El peligro estaba por todas partes…
Kut Humi había vuelto a ponerse en marcha hacía tres horas. Descendía por la vertiente oeste de un puerto y el reflejo del sol lo cegaba. Creyó que tenía una alucinación cuando el paisaje se oscureció de golpe. Las nubes se estacionaban siempre treinta metros más abajo. Se frotó los ojos. La sombra ganó intensidad.
«¡Es el Anciano!»
En efecto, había tomado posesión de una entidad sombría e inmensa. Kut Humi reconoció a ese demonio de fuerza prodigiosa. Se desató una lucha encarnizada. Kut Humi esquivaba todos los golpes, y evitó el corazón del monstruo y lo quemó desde el interior. Allí abajo, agazapado en el fondo de su caverna, el Anciano se resentía por las quemaduras, pero resistía. Lo asistían otros monjes mágicos. Juntos, invocaron a otra criatura.
Después de haberlo quemado, Kut Humi hundió al monstruo en las tinieblas. Pero no vio llegar el segundo ataque, que lo fulminó con un rayo. Cayó y rodó por la pendiente. Cuando se levantó, no tenía defensas. Así pues, se puso a gritar.
Una mano le trituró el corazón.
En ese instante, Helena y Pakula sintieron una conmoción. Después se miraron sin entender nada. ¿De dónde venía ese dolor? ¿De dónde surgía ese vacío inmenso y repentino?

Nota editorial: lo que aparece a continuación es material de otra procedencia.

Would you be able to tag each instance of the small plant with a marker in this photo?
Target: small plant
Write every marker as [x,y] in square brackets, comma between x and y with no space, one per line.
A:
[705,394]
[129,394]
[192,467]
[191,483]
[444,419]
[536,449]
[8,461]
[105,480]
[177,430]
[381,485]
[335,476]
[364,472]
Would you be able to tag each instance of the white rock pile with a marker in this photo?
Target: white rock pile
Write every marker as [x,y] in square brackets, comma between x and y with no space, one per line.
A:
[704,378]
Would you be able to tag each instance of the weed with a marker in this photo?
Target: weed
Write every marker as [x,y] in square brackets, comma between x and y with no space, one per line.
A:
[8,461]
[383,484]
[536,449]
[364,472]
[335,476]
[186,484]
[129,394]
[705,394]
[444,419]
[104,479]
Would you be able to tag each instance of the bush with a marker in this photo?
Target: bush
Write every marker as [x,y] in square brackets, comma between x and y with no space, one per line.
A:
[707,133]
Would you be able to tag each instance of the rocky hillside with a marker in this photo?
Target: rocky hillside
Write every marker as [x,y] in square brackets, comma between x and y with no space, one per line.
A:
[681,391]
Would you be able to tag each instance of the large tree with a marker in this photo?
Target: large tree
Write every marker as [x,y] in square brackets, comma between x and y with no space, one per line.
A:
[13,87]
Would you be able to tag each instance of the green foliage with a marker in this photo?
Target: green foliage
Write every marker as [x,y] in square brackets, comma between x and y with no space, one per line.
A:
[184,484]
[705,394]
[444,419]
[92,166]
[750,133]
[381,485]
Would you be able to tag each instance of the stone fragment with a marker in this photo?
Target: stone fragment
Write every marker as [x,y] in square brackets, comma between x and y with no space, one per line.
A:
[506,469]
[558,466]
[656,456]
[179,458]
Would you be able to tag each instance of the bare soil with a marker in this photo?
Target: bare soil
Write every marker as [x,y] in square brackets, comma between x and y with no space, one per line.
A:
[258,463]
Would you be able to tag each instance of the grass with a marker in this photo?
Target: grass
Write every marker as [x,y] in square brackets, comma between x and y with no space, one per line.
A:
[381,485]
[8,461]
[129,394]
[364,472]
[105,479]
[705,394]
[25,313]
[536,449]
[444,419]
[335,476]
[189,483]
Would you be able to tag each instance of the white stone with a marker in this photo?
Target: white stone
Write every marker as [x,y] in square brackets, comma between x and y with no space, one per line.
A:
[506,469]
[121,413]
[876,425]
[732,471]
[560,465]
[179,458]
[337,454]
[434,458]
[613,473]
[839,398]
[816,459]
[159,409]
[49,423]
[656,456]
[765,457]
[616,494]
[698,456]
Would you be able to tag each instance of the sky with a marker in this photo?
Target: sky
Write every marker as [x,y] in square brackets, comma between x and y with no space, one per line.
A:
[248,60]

El Mkhan-po les dio la respuesta.
– El vínculo se ha roto. Vuestro maestro Kut Humi se ha descarnado. El Anciano de la Montaña ha ganado la batalla, pero ha salido debilitado. Tenéis algunas semanas de respiro ante vosotros. Debéis continuar vuestro viaje.
78
Durante un día, Helena y Pakula caminaron sumidos en la tristeza. La grandiosidad y la belleza del paisaje no bastaban para alegrar sus corazones; ni siquiera la perspectiva de alcanzar la ansiada meta lo lograba. Habían intentado encontrar el espíritu de su maestro desaparecido, pero parecía haber escapado a los ciclos de los karmas. Si se había reencarnado una vez más, ¿cómo lo iban a encontrar en medio de los centenares de miles de criaturas vivas que bullían en la Tierra?
«Tendrás que realizarte sola», le había dicho el Mkhan-po a Helena.

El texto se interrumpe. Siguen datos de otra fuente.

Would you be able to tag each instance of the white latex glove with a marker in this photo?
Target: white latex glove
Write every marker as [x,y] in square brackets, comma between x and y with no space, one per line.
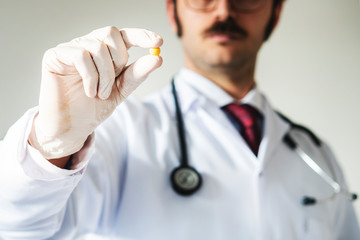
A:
[82,83]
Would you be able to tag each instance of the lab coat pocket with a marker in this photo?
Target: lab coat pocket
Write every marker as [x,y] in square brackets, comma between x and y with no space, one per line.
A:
[317,223]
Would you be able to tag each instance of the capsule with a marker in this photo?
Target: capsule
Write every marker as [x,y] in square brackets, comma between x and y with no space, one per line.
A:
[154,51]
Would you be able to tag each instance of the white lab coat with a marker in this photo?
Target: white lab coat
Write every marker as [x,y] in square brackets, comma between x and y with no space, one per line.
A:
[121,187]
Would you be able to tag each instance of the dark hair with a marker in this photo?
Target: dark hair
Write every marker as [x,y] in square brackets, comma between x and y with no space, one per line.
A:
[268,28]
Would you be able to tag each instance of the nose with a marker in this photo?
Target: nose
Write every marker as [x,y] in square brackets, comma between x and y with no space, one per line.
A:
[224,10]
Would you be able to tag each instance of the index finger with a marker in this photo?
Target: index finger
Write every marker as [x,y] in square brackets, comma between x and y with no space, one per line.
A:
[137,37]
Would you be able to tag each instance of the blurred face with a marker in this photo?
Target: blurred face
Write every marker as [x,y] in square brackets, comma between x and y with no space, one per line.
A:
[223,37]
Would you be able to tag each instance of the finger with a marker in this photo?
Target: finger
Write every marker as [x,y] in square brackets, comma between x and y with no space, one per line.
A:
[81,60]
[136,37]
[104,64]
[111,36]
[136,73]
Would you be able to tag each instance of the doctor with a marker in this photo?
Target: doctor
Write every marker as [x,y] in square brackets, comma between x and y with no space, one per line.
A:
[90,159]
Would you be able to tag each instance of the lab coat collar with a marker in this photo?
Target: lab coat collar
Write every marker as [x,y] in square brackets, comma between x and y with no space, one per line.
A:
[214,93]
[193,90]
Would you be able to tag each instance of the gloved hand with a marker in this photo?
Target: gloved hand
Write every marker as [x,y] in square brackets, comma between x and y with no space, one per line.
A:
[82,83]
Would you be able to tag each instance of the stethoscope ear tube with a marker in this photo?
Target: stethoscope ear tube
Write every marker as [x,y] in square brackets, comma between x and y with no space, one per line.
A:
[185,180]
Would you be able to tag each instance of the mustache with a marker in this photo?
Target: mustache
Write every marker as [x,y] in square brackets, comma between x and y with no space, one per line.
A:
[229,26]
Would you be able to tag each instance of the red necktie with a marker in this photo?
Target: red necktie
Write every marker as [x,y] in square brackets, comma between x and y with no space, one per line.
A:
[247,117]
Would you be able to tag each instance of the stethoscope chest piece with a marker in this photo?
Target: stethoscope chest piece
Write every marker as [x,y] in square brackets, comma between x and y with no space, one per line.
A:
[185,180]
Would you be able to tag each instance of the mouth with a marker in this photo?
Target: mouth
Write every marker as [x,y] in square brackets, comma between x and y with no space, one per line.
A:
[222,37]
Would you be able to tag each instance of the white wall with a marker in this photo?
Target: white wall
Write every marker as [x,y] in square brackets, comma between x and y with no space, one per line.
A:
[309,69]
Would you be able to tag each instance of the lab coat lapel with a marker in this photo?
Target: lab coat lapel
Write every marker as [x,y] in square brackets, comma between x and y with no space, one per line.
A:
[274,131]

Sola… Ni siquiera pensaba en ello. No veía cómo podría conseguirlo sin su amigo el chamán. Necesitaba el apoyo moral de Pakula, la fuerza de sus poderes. Cada día era un combate.

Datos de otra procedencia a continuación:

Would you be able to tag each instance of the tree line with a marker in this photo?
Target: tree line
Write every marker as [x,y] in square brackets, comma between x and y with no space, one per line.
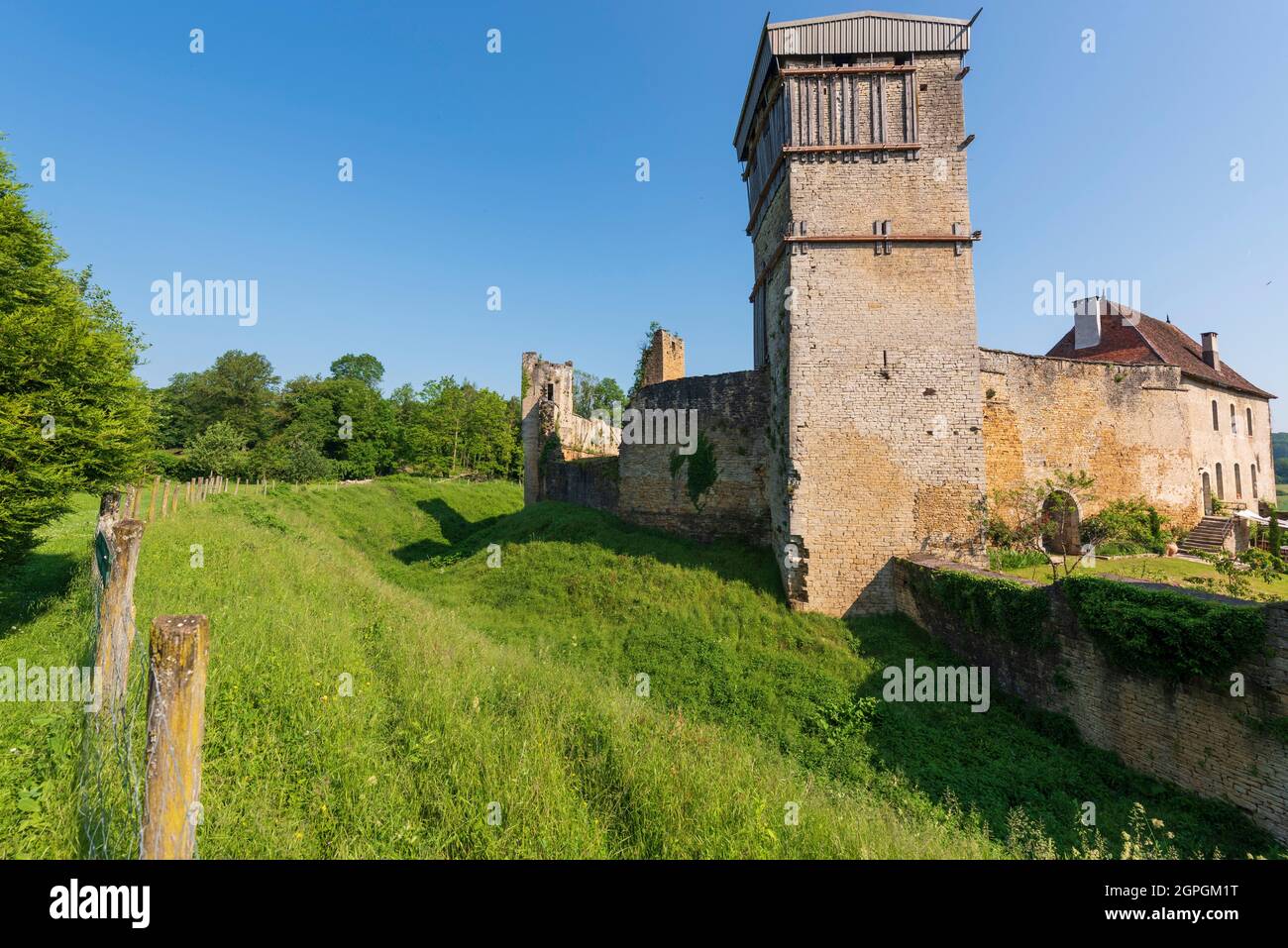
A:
[75,415]
[239,419]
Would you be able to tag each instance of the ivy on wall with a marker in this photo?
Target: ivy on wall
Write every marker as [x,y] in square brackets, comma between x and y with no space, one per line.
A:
[988,604]
[1164,634]
[703,471]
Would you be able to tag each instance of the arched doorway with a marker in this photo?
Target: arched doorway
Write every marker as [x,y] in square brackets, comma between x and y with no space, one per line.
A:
[1061,524]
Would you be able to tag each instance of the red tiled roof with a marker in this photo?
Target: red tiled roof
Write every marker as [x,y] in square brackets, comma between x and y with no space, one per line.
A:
[1137,339]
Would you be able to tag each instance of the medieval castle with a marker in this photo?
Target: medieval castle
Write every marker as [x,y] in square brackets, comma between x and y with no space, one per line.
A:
[872,423]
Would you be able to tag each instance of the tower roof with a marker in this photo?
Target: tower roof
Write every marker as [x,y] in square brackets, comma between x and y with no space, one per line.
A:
[864,31]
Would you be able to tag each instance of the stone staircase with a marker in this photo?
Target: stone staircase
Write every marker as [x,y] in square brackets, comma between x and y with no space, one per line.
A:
[1207,536]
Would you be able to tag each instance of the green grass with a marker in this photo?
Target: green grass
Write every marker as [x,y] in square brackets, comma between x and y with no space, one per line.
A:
[1168,570]
[518,685]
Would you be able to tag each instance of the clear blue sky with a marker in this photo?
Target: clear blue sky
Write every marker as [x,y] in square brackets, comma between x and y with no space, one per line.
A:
[518,170]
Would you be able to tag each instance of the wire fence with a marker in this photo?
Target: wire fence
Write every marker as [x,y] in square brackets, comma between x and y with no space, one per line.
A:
[140,791]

Los rebeldes acosaban al pequeño grupo, y éste había tenido que abrir fuego en varias ocasiones. Asimismo, se había visto obligado a abandonar a los caballos y contratar los servicios de diez porteadores lamas.
El frío también los puso a prueba. Llegó de repente, traído por una ráfaga violenta cuando el grupo cruzaba un precipicio por un puente de cuerdas. La borrasca cayó desde lo alto de los ocho mil metros del Nanga Parbat. Con un largo quejido, sacudió a los viajeros suspendidos en el vacío y los cubrió de nieve.
Por fin, llegaron a un pueblo dong. Decidieron tomarse un descanso allí y comprar yaks. El pueblo tenía muchas cabezas de ganado. Los habitantes los acogieron con una calurosa bienvenida. Külwein recuperó la moral, incluso le regaló una bufanda tradicional al jefe de la comunidad dong. Este último aceptó con alegría el pequeño khata de seda y los condujo a su modesta morada llena de humo. Allí, todos los miembros de la familia les sacaron la lengua en señal de bienvenida. Los niños y las mujeres acudieron a tocar sus ropas y su piel, los hombres admiraron sus armas, mientras que los viejos desdentados miraban de reojo las bolsas de provisiones. El jefe les enseñó el khata. Todos se apresuraron a alabar los nobles sentimientos de los extranjeros, porque nada era más precioso que esa bufanda que ligaba las amistades.